The Bitch in the House mostly charts old territory covered ad nauseam over the course of the last three decades. Like too many feminist books, it makes little attempt to examine the experiences of anyone other than yuppie females, a curiously exclusionary phenomenon. It is obvious that even when one ostensibly has everything, it’s all too easy to suffer from a bad case of the ‘if onlies’ — ‘if only I had this or , if only something were different in the mix, then I’d be happy.’ With the world in the condition it is, these women give new meaning to the word solipsistic.
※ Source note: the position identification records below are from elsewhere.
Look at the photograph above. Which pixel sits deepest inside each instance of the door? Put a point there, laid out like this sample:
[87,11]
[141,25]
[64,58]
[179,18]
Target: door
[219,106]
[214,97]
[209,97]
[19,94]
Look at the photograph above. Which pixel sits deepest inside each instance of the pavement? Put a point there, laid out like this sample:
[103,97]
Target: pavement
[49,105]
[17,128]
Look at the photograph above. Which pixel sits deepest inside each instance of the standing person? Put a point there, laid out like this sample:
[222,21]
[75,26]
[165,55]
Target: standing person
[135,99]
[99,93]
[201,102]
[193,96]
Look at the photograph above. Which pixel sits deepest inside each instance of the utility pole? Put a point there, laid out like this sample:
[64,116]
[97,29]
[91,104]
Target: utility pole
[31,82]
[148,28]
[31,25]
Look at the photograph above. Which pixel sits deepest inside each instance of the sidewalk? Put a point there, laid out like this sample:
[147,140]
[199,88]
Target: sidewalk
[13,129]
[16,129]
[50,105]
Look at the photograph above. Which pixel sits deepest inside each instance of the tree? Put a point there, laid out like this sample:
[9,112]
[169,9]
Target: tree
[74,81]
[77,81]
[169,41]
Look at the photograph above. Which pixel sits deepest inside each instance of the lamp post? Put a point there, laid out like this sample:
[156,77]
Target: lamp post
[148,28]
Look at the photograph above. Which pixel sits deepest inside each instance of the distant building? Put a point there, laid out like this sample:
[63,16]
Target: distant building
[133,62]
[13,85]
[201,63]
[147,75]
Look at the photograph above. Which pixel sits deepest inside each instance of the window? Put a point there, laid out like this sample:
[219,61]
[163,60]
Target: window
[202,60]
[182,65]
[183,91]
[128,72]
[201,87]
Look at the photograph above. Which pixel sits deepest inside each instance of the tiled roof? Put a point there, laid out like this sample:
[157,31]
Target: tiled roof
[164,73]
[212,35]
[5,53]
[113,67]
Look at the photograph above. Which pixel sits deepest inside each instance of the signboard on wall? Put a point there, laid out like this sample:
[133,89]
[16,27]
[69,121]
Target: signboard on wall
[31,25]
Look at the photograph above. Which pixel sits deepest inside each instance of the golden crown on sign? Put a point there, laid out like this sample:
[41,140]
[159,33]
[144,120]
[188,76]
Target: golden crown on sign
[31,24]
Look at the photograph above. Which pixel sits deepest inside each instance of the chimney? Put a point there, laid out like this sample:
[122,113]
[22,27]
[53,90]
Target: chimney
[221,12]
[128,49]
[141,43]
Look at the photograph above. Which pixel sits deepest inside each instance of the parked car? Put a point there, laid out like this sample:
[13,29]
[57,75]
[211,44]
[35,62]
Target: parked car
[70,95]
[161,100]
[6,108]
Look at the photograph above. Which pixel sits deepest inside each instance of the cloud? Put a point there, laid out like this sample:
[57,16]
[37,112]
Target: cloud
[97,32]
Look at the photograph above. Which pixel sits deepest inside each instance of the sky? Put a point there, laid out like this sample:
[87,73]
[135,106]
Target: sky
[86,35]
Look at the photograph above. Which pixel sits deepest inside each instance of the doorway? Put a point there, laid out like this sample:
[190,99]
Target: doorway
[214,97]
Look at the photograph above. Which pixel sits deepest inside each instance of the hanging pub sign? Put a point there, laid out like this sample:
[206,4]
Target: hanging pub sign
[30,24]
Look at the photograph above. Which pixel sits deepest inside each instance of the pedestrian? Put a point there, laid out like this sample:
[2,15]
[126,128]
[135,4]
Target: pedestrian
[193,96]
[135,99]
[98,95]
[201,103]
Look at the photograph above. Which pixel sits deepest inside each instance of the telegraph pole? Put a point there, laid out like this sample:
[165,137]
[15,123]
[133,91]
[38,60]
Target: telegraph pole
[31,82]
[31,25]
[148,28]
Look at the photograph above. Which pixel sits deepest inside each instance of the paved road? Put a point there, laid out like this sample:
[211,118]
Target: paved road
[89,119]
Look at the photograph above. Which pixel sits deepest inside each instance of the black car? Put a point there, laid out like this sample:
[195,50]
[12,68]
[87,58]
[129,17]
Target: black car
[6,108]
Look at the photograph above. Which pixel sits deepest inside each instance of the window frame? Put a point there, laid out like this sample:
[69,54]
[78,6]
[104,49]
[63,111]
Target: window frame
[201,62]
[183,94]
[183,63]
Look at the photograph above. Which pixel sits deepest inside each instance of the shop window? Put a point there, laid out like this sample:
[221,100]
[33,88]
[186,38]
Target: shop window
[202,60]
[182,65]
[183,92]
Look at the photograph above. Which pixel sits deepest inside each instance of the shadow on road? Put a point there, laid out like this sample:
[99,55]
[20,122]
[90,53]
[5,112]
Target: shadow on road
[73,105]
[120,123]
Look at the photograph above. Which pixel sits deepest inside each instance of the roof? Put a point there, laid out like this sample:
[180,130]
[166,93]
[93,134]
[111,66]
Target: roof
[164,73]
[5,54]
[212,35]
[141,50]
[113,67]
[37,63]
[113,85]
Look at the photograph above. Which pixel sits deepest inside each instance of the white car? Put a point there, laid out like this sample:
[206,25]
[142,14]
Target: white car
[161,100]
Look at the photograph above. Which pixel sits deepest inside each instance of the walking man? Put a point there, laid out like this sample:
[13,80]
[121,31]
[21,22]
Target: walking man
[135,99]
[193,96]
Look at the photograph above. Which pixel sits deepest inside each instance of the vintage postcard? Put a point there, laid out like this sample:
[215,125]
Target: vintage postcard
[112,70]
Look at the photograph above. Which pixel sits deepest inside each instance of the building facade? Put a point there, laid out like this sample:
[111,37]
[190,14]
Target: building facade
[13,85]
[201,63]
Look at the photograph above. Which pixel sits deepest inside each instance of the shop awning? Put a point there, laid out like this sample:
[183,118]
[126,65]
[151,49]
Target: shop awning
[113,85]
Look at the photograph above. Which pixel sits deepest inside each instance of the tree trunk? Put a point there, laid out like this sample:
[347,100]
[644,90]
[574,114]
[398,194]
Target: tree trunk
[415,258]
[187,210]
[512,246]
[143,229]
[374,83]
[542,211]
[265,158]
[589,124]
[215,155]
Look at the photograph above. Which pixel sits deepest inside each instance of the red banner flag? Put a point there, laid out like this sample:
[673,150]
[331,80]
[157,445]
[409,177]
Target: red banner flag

There are a handful of essays that offer a different slant and propose the idea that happiness emanates from the inside out, not the reverse, such as Natalie Kusz’s excellent “The Fat Lady Sings,” but the rest are predictable and ho-hum, back to timeworn gripes about bad boyfriends, money, sex, kids, marital misunderstandings, and the distribution of household and child-raising chores between partners. It really doesn’t appear to be the male of species so much at fault here as the intrinsic imperfections of life itself and the human tendency to cling to unrealistic expectations.
The bottom line is: at this moment in history, a somber one, to say the least, when there are so many serious global and national issues and egregious injustices to be addressed, does the American woman really want to be bitching (yes, bitching) about who does the dishes — and being proud of it, to boot? It is this reviewer’s sincerest hope that the answer will be no.